Consider system of non-linear equations $$ \begin{align} \ln \frac{x_1}{1 - x_1 - \ldots - x_n} + P_1(x_1, \ldots, x_n) &= 0 \\ &\ldots \\ \ln \frac{x_n}{1 - x_1 - \ldots - x_n} + P_n(x_1, \ldots, x_n) &= 0 \end{align} $$ with $P_i(x_1, \ldots, x_n)$ being polynomials with coefficients in $\mathbb{R}$ and $x_1, \ldots, x_n$ confined to the interior of the standard real symplex $x_1, \ldots, x_n \in \mathbb{R}$, $x_1, \ldots, x_n > 0$, $x_1 + \ldots + x_n < 1$.
Is there a general method for solving such a system analytically and/or numerically?

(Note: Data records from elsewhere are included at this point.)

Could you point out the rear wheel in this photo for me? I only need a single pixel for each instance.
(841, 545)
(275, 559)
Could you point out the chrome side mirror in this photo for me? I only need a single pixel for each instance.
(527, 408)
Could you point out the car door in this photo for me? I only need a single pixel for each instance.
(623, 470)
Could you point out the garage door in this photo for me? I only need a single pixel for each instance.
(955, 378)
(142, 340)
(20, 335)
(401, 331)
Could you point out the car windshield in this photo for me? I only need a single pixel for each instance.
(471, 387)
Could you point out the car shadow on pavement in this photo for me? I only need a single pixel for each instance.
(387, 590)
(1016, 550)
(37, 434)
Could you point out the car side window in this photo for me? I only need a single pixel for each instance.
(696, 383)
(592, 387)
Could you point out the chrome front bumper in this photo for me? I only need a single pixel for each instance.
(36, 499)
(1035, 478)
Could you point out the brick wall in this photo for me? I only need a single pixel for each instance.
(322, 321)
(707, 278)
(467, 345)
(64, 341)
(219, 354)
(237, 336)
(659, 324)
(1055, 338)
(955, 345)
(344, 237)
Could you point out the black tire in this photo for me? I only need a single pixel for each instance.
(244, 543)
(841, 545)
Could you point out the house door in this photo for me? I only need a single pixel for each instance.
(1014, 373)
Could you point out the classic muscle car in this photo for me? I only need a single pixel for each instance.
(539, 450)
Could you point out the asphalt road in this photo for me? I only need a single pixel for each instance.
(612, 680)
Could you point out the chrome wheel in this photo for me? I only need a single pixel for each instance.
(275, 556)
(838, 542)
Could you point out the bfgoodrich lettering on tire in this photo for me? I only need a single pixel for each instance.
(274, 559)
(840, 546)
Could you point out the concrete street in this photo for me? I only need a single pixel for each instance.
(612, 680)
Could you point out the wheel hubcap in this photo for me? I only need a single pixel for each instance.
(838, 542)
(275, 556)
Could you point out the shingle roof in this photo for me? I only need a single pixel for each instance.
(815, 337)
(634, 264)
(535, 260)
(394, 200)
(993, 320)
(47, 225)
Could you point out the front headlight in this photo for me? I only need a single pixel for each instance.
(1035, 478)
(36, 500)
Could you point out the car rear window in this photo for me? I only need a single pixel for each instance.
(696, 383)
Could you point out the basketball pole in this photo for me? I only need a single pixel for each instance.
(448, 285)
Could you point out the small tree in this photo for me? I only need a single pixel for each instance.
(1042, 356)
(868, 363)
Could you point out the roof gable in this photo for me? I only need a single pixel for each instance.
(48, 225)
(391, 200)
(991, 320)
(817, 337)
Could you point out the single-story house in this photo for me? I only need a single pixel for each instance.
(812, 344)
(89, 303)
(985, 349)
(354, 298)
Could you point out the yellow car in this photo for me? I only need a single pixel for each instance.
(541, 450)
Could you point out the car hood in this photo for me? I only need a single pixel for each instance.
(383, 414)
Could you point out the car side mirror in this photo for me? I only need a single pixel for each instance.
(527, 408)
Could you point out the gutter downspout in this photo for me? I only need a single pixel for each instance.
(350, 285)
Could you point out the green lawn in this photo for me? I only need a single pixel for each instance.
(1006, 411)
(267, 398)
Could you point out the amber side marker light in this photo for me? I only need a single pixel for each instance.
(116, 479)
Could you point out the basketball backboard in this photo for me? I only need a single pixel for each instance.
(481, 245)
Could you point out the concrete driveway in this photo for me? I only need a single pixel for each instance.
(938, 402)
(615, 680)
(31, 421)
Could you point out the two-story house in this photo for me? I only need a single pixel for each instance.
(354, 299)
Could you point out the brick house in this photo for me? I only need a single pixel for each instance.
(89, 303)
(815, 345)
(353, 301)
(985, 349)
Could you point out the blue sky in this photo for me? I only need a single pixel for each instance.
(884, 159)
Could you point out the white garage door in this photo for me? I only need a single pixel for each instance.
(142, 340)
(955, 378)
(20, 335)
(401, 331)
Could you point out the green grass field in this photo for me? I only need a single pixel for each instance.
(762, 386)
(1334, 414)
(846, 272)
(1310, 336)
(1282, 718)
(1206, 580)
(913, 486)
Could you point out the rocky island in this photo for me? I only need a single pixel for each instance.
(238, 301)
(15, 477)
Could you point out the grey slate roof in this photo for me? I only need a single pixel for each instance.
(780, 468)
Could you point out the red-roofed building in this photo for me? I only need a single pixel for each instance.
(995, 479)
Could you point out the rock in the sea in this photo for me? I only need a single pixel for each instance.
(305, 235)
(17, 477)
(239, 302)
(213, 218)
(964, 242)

Can we compute its Groebner basis using standard algorithms for systems of polynomial equations and determine if it's positive- or zero-dimentional? In what ring we would compute it? $\mathbb{R}[x_1, \ldots, x_n, l_1, \ldots, l_n]$ with $$ l_i = \ln \frac{x_i}{1 - x_1 - \ldots - x_n}? $$
If the system proves to be zero-dimentional, can we somehow bound its number of solutions from above (perhaps using some generalization of Bézout's theorem?), so that we may be able to solve it numerically via homotopy continuation starting from some system of polynomial equations with suitable number of solutions?